Ben Nadel
On User Experience (UX) Design, JavaScript, ColdFusion, Node.js, Life, and Love.
I am the chief technical officer at InVision App, Inc - a prototyping and collaboration platform for designers, built by designers. I also rock out in JavaScript and ColdFusion 24x7.
Meanwhile on Twitter
Loading latest tweet...
Ben Nadel at CFUNITED 2010 (Landsdown, VA) with:

Ask Ben: Finding XML Nodes That Have Children With The Given Case-Insensitive Phrase

By Ben Nadel on

Okay, so how about this one. (BTW I love that I found this site and can ask all my stupid questions). I am bringing in an RSS feed in XML and parse it. Now I want to pull only the articles that pertain to some keyword. Like oh say COLDFUSION. .... What I want to do is pull only the articles with the search term in the title. I can do this of course by looping over the xml but is it possible with XPATH? I'm betting it is but I have just started into XPATH, XSLT, XSQL for Oracle. Does "IN" or "CONTAINS" work?

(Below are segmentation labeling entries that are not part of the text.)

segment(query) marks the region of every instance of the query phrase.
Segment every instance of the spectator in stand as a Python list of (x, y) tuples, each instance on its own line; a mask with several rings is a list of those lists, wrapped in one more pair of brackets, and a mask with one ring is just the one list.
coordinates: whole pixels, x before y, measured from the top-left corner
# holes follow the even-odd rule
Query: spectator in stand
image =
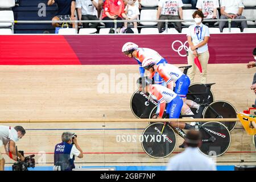
[[(78, 18), (80, 20), (98, 20), (96, 8), (98, 0), (76, 0), (76, 7), (77, 9)], [(96, 28), (98, 23), (93, 23), (89, 26), (89, 23), (83, 23), (84, 28)]]
[(197, 148), (202, 144), (199, 131), (188, 131), (185, 143), (185, 150), (171, 158), (166, 171), (216, 171), (213, 160), (203, 154)]
[[(104, 12), (102, 20), (122, 20), (123, 18), (128, 19), (125, 13), (125, 3), (123, 0), (105, 0), (103, 5)], [(114, 28), (114, 22), (105, 23), (106, 28)], [(120, 28), (122, 27), (122, 23), (117, 23), (117, 32), (120, 32)]]
[[(160, 0), (158, 3), (156, 19), (183, 19), (181, 0)], [(174, 22), (175, 29), (179, 32), (181, 32), (181, 22)], [(165, 22), (158, 22), (158, 28), (159, 33), (162, 33), (168, 27), (165, 27)]]
[[(216, 19), (217, 9), (220, 7), (218, 0), (198, 0), (196, 7), (199, 10), (202, 11), (204, 14), (204, 19)], [(208, 22), (203, 23), (208, 24), (209, 27), (213, 27), (216, 22)]]
[[(125, 7), (125, 12), (128, 20), (138, 19), (139, 15), (139, 8), (135, 5), (137, 0), (127, 0), (127, 5)], [(125, 28), (127, 28), (127, 22), (125, 22)], [(137, 22), (133, 22), (134, 28), (137, 28)]]
[[(75, 17), (76, 0), (48, 0), (47, 5), (48, 6), (52, 6), (55, 2), (58, 6), (58, 12), (56, 16), (52, 18), (52, 20), (69, 21), (76, 20)], [(52, 26), (55, 27), (60, 27), (58, 23), (52, 23)], [(75, 23), (73, 23), (73, 28), (75, 28)]]
[(191, 82), (194, 82), (196, 75), (196, 68), (194, 60), (197, 57), (202, 67), (203, 72), (200, 75), (200, 82), (207, 82), (207, 64), (208, 64), (209, 53), (208, 51), (208, 42), (210, 37), (209, 28), (202, 23), (204, 14), (200, 10), (196, 10), (192, 15), (195, 23), (190, 26), (187, 34), (189, 48), (188, 51), (188, 65), (192, 65), (191, 68), (188, 69), (187, 75), (189, 77)]
[[(250, 61), (249, 63), (247, 65), (247, 68), (251, 68), (256, 67), (256, 48), (254, 48), (253, 52), (253, 55), (255, 60), (255, 61)], [(254, 76), (253, 77), (253, 84), (251, 86), (251, 90), (253, 90), (254, 93), (256, 94), (256, 73), (254, 74)], [(254, 105), (253, 105), (253, 107), (256, 107), (256, 99), (255, 100)]]
[(182, 0), (184, 4), (191, 4), (192, 9), (196, 9), (196, 2), (197, 0)]
[(105, 0), (98, 0), (98, 16), (101, 17), (101, 11), (102, 10), (102, 6)]
[[(221, 7), (221, 19), (246, 19), (245, 16), (242, 16), (243, 6), (242, 0), (221, 0), (220, 1)], [(227, 27), (228, 22), (220, 22), (218, 27), (221, 32), (223, 31), (225, 27)], [(242, 31), (243, 28), (247, 28), (247, 21), (233, 22), (232, 27), (237, 27), (238, 24), (241, 24)]]
[[(125, 3), (125, 5), (126, 5), (128, 1), (129, 1), (130, 0), (123, 0), (123, 2)], [(138, 7), (138, 9), (141, 9), (141, 0), (134, 0), (135, 1), (135, 5), (137, 7)]]

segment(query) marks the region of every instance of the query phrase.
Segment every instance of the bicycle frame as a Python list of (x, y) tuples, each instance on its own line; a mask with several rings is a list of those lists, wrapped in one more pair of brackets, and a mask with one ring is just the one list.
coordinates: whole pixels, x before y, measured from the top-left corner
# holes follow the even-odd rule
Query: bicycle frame
[[(185, 138), (185, 137), (186, 136), (186, 134), (185, 133), (185, 132), (184, 132), (182, 130), (180, 129), (178, 127), (172, 127), (169, 123), (168, 123), (168, 125), (170, 127), (171, 127), (174, 131), (175, 133), (176, 133), (177, 134), (178, 134), (179, 135), (180, 135), (181, 138), (183, 138), (183, 139)], [(216, 140), (216, 138), (213, 136), (209, 131), (208, 131), (204, 127), (203, 127), (203, 126), (201, 126), (199, 122), (197, 122), (196, 125), (197, 125), (199, 126), (199, 129), (202, 129), (203, 130), (204, 130), (206, 133), (207, 133), (207, 134), (209, 136), (209, 138), (207, 139), (202, 139), (202, 142), (203, 143), (206, 143), (206, 142), (213, 142), (214, 141), (215, 141)], [(165, 125), (164, 124), (164, 126)], [(162, 130), (163, 130), (163, 127), (164, 126), (163, 126), (163, 129)]]

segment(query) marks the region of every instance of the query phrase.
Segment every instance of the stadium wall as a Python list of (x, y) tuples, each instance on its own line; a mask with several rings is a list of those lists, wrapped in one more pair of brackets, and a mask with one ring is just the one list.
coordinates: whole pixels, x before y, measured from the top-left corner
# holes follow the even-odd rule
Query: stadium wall
[[(256, 34), (211, 35), (209, 63), (247, 63), (255, 40)], [(127, 42), (152, 48), (171, 64), (186, 64), (186, 40), (184, 34), (0, 35), (0, 65), (136, 64), (121, 52)]]

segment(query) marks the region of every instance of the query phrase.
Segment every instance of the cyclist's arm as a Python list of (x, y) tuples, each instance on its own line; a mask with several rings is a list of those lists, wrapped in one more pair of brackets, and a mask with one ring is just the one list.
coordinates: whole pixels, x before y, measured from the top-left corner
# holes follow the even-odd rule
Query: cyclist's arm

Yes, XPath does have a contains() method and is, in fact, the way we are going to find your RSS feed items (at least initially). First, though, let's build a test XML Feed structure:

  • <!--- Define the XML feed. --->
  • <cfxml variable="xmlFeed">
  •  
  • <items>
  • <item>
  • <title>I Love ColdFusion</title>
  • <description>ColdFusion is amazing!</description>
  • <link>http://www.bennadel.com</link>
  • </item>
  • <item>
  • <title>I Want To Swim In A Pudding Bath</title>
  • <description>Author talks about why it would be awesome to swim around in a bathtub full of pudding.</description>
  • <link>http://www.bennadel.com</link>
  • </item>
  • <item>
  • <title>I Think ColdFusion Knocked Up My Daughter</title>
  • <description>Author described a conspiracy theory in which he things his ColdFusion application server impregnated his daughter in an attempt to spawn a race of super humans with amazing back-end processing!</description>
  • <link>http://www.bennadel.com</link>
  • </item>
  • <item>
  • <title>Christina Cox Is A Hottie</title>
  • <description>Author talks about actress Christina Cox and what makes her such a hottie.</description>
  • <link>http://www.bennadel.com</link>
  • </item>
  • <item>
  • <title>COLDFusion Is So Hot!</title>
  • <description>Author describes what make ColdFusion such a hot technology.</description>
  • <link>http://www.bennadel.com</link>
  • </item>
  • </items>
  •  
  • </cfxml>

As you can see here, some of the Title tags contain "ColdFusion", some of them do not. Now, we don't want to find the Title tag, right? What we want to do is find the Item node that has the child node, Title, whose text value contains the phrase ColdFusion. To do this, we can leverage the power of XPath predicates (statements that must evaluate to true for a node to be returned in an XmlSearch() result set):

//item[ contains( title/text() , 'ColdFusion' ) ]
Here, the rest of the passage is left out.